Threat Actors Exploit Critical FortiClient EMS Flaw to Deploy Credential Stealer

Endpoint management platforms like FortiClient EMS are prized by enterprises for centralized control, but they also become high‑value attack surfaces when vulnerabilities surface. The CVE‑2026‑35616 flaw bypassed authentication at the API layer, granting attackers privileged access to configuration settings. By masquerading malicious code as a routine firmware update, threat actors leveraged the native fortitray.exe binary to execute a Base64‑encoded PowerShell script, a technique that evades many traditional detection tools and spreads the credential stealer across every managed endpoint.

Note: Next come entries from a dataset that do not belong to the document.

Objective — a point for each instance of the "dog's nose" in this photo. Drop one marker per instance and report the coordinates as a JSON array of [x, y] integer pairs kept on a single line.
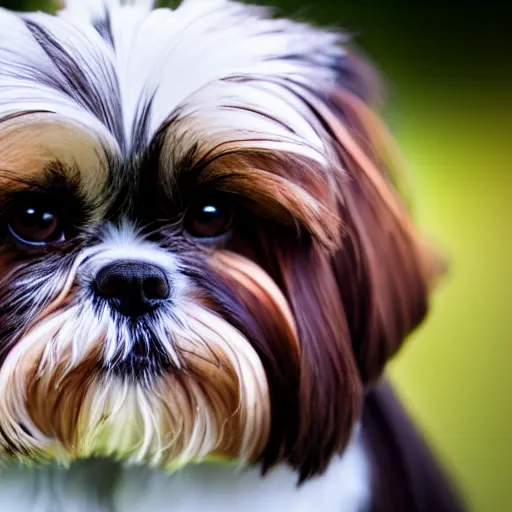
[[133, 288]]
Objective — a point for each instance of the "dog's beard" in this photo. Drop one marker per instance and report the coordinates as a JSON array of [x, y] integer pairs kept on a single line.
[[80, 384]]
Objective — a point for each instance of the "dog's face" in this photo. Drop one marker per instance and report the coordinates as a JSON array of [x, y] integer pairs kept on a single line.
[[202, 251]]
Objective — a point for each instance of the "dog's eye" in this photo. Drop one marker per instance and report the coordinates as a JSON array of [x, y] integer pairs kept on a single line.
[[36, 224], [209, 219]]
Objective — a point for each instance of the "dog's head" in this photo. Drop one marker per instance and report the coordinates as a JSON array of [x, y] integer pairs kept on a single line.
[[203, 252]]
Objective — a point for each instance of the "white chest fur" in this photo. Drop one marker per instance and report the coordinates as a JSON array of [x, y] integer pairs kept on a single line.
[[98, 486]]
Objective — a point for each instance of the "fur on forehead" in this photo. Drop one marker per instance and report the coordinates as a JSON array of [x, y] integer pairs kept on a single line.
[[128, 69]]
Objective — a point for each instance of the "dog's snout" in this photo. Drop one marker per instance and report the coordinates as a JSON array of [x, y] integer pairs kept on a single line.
[[133, 288]]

The malicious payload, FortiEndpoint_Patch.exe, functions as a classic information stealer, siphoning saved passwords, session cookies and autofill details from Chromium‑ and Gecko‑based browsers. Because the script routes exfiltration through a separate PowerShell command, the stealer itself lacks network capabilities, complicating forensic attribution. The use of legitimate management pathways means that even organizations with robust perimeter defenses can be compromised internally, turning a trusted update mechanism into a silent delivery vector.

For security teams, the incident underscores the urgency of rapid patch deployment and continuous monitoring of EMS configuration changes. Fortinet’s release of EMS 7.4.7 addresses the API bypass, but many enterprises lag in applying updates, leaving a broad attack window. Organizations should enforce strict change‑management controls, employ behavior‑based endpoint detection, and segment management traffic to limit lateral movement. The episode also highlights a growing trend: threat actors targeting supply‑chain and management tools to harvest credentials that can bypass multi‑factor authentication and facilitate deeper breaches.